A pesar del abono prestado por la cursilería bolivariana y novelesca, nada fácil ha resultado convertir en héroes a los pillos contumaces. Su anacronismo y ridiculez ostensibles quedan desnudos con sus prácticas reales y tangibles. Aparentar una cosa y ser otra, se pone de bulto con la actuación de los próceres del ridículo. De nada vale el empeño para convertir a los actuales milicos en los actores de la segunda parte de un culebrón revolucionario, con tantos capítulos que se habría iniciado en el siglo XIX. De hecho, los milicos nacionales se presumen como el ejército heredero de la gloria del Libertador, y Padrino López sufre delirios en los que cree ver a Chávez blandiendo la espada de Bolívar cada 4 de febrero. Se consideran a sí mismos, los receptores del fuego sagrado de nuestro Prometheus. Los sumos sacerdotes son aquellos oficiales expertos en batallas asimétricas bajo el rigor del aire acondicionado o bajo el fuego inclemente de la rutina burocrática. Ni hablar de los matraqueros de autopista, expertos en mordidas en nombre de los más caros intereses de la patria. Cualquier lugar es bueno para ejercer el culto a los bolívares.

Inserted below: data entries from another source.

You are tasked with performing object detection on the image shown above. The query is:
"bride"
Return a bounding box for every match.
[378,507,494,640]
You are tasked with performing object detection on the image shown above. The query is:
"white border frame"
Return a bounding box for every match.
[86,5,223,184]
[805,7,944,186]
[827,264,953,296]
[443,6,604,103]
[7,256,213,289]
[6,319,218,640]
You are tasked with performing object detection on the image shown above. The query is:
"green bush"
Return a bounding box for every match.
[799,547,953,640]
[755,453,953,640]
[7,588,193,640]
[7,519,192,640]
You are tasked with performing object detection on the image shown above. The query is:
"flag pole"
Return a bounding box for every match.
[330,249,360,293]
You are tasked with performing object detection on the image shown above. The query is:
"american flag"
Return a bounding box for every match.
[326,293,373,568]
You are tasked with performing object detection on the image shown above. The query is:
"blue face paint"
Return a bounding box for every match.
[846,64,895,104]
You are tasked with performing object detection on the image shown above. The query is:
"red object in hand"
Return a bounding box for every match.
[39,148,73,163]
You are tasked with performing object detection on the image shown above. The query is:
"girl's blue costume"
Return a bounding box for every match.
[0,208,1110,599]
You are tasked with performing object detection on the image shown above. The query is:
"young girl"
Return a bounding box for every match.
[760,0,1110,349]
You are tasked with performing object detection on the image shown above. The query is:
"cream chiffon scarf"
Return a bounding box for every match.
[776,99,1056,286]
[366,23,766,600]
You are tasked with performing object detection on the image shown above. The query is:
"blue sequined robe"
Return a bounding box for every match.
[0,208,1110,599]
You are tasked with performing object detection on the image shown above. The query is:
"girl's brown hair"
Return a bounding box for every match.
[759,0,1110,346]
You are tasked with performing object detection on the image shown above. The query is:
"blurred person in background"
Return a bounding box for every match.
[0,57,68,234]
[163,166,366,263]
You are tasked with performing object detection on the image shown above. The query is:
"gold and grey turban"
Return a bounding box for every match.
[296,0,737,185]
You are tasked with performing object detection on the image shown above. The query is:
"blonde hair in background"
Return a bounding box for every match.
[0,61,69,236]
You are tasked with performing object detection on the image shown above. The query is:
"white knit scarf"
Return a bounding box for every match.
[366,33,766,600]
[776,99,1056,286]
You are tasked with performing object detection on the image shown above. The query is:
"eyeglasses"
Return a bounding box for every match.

Parece simple metáfora: Quién podría imaginar que la cursilería sensiblera de Félix Benjamín Caignet, un cubano notable, habría de aliarse al culto religioso bolivariano para destruir al país de Bolívar con la imposición de un modelo político, cubano por añadidura. Y por si fuera poco, a falta de héroes nacionales, debemos conformarnos con los prestados por la gesta heroica isleña. ¡Fidel, El Che, Raúl! vaya cursilería revolucionaria para una pandilla que no logra superar su propio ridículo.
Sin embargo, ¿por qué su éxito?, ¿cómo poder explicar el reiterado fracaso de quienes abominan la cursilería de baratillo desplegada por la Revolución? Sólo a modo de hipótesis se nos ocurre señalar la estrecha conexión existente entre la cursilería y el sentimentalismo de nuestra época. Ambas expresiones humanas se asocian en tiempos en los cuales más importante que la verdad y la razón, es el sentir. A partir del 4 de febrero de 1992, la política venezolana ha permanecido amarrada a los sentimientos, a favor o en contra de la cursilería revolucionaria. Lo de menos es la pasionalidad desbordada y la causa que se defiende. Lo de más está en un hecho confirmado: se esgrimen los sentimientos sin miedo a la cursilería, aunque se carezca de razones. No por casualidad procuramos la lástima del mundo, convencidos de que una lágrima pesa más que un argumento. Así va el mundo. Optamos por implorar y rogar en lugar de afrontar la tiranía con todo lo que se tenga a la mano.